A clinical test was performed to clarify the effect of a Ascorbyl Tetraisopalmitate cream on UVB-induced skin pigmentation. ⁷¹ Twenty-two males and females with characteristic Japanese photo-skin type II or III were enrolled in the study. The inner side of the upper arm was used for testing as the site of sun-protected skin. The subjects were exposed to 1.5 minimal erythema dose (MED) of solar-simulated light. Following exposure, a cream containing 3% Ascorbyl Tetraisopalmitate or vehicle only (oil-in-water type cream) was topically applied to the UV-irradiated area immediately after irradiation. After 1, 2, and 3 wk, intensities of pigmentation were evaluated with L* value (parameter for lightness of skin; measured with chromameter) measurement.
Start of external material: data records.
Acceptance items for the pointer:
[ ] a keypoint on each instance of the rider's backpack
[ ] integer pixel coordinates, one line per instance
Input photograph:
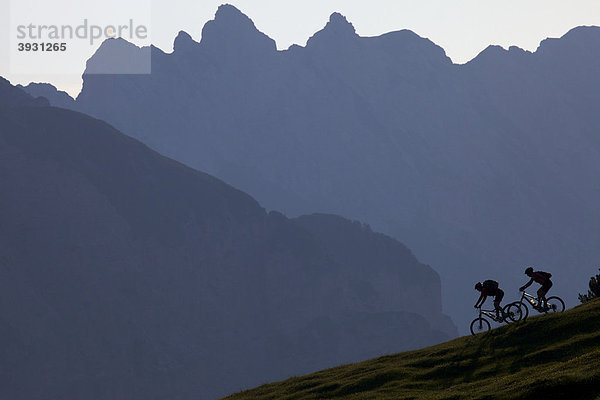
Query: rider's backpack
(490, 285)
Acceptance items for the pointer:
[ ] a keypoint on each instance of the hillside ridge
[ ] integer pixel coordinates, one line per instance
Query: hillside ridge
(553, 356)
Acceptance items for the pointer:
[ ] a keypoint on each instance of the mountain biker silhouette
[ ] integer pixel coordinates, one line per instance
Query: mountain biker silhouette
(543, 278)
(490, 288)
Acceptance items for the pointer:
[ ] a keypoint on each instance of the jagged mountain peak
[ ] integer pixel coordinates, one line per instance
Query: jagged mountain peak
(12, 96)
(581, 37)
(233, 29)
(339, 22)
(337, 29)
(184, 42)
(118, 56)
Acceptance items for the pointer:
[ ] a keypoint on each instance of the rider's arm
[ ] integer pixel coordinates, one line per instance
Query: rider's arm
(481, 299)
(522, 288)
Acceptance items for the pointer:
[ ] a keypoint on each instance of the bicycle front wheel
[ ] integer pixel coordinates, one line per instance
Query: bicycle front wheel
(480, 325)
(555, 304)
(513, 312)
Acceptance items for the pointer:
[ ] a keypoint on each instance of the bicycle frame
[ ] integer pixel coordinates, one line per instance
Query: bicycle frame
(489, 313)
(530, 299)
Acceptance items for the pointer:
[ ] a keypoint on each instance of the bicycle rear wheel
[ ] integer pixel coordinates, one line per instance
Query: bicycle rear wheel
(555, 304)
(513, 312)
(480, 325)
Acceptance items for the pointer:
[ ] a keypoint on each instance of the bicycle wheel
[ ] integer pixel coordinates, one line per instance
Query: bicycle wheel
(513, 312)
(555, 304)
(480, 325)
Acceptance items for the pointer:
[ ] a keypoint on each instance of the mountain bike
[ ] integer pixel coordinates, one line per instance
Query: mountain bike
(553, 304)
(510, 313)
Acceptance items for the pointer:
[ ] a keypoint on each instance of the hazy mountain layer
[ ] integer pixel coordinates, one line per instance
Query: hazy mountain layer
(482, 169)
(126, 275)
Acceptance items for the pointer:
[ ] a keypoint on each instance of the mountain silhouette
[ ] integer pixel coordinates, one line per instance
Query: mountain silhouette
(126, 274)
(481, 168)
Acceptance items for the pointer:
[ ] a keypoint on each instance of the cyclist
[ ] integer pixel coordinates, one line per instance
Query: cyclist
(490, 288)
(543, 278)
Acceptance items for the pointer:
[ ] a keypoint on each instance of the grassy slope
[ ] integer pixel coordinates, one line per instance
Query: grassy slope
(551, 357)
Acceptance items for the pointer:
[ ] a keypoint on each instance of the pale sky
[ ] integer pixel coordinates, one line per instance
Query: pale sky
(462, 27)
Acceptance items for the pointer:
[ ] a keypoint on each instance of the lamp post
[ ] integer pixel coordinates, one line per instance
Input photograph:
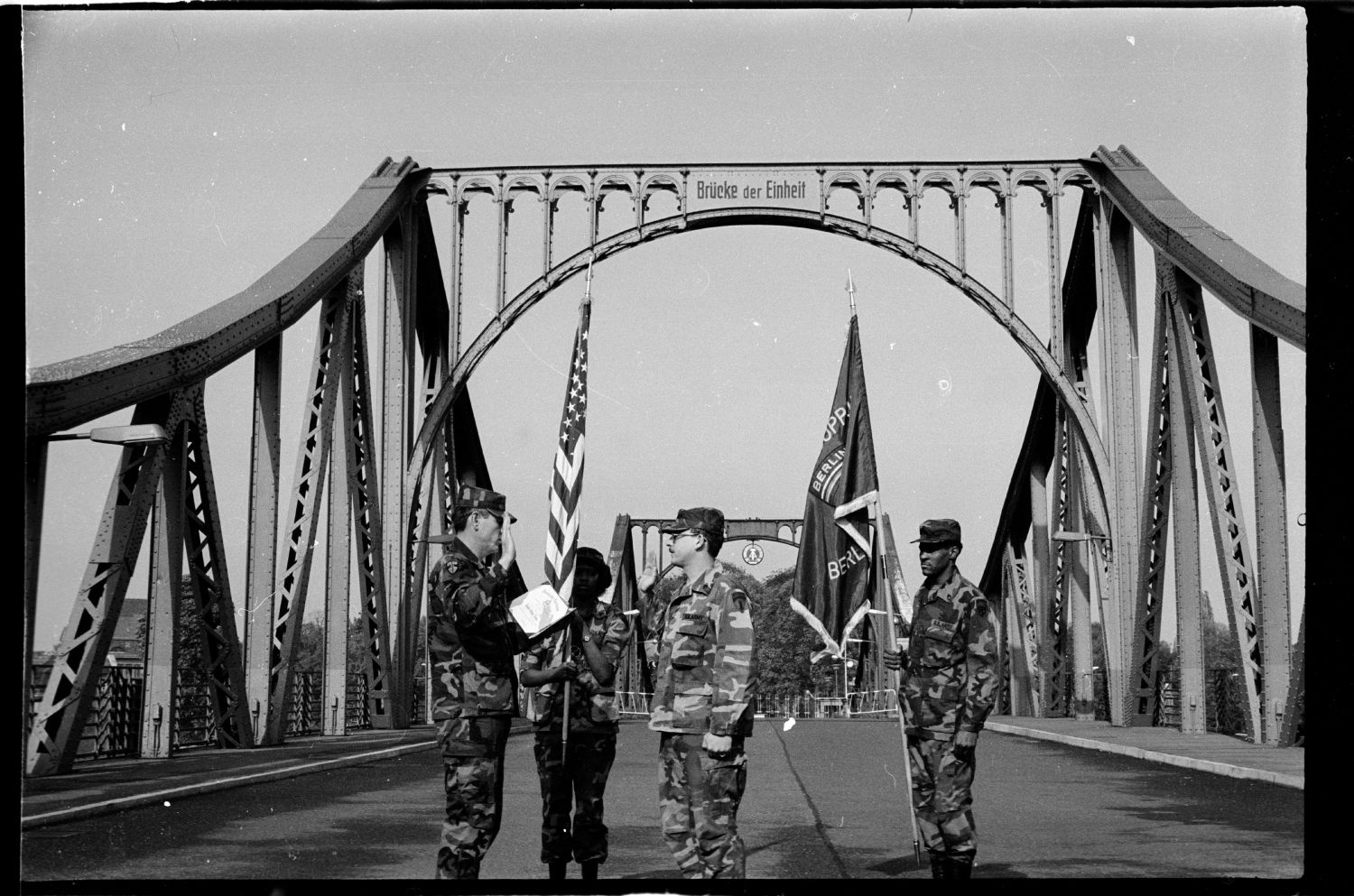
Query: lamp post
(34, 484)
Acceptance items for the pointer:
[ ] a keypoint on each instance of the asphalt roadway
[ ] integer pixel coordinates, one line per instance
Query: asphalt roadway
(825, 800)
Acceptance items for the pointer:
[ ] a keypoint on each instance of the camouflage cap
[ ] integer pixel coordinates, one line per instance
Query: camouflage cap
(700, 519)
(590, 557)
(476, 498)
(940, 532)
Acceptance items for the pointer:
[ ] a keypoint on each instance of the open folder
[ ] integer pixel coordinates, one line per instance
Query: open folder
(539, 611)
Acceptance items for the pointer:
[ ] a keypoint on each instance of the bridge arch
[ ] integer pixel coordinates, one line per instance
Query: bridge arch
(977, 291)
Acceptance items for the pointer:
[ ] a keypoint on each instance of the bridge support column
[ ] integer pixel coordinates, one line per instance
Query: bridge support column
(333, 692)
(397, 433)
(1204, 394)
(262, 560)
(160, 684)
(34, 486)
(1270, 528)
(1118, 352)
(1078, 597)
(1189, 598)
(1042, 587)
Based on visual scoring, statistically significant differences between vehicle-treated areas and Ascorbyl Tetraisopalmitate-treated areas were reported 1 wk after UVB irradiation (P < 0.05). ΔL*-values (L* of each week - L* before UV-irradiation) of Ascorbyl Tetraisopalmitate-treated areas were significantly lower than those of vehicle-treated areas at 1 wk and at 2 wk after UVB irradiation (P < 0.05). It was concluded that the topical application of a 3% Ascorbyl Tetraisopalmitate cream suppressed pigmentation after UVB irradiation.

Ascorbyl Palmitate

Ascorbyl Palmitate was applied to the skin, damaged by ultraviolet radiation, of 5 subjects. ⁷² In the first experiment, areas of the skin (forearm) were either left unprotected or had been treated topically with 3% Ascorbyl Palmitate (in a lecithin gel base) prior to UVB exposure (1 to 3 times the MED). When compared to untreated skin, either the absence of erythema or decreased erythema was observed after pretreatment with 3% Ascorbyl Palmitate before UVB exposure. In the second experiment, erythema was produced by UVB exposure in the range of 1 to 2 times the MED and the skin was treated topically with a 5% Ascorbyl Palmitate lotion 3 h later. When compared to untreated skin, the UVB-induced erythema resolved approximately 50% sooner in skin treated with the lotion.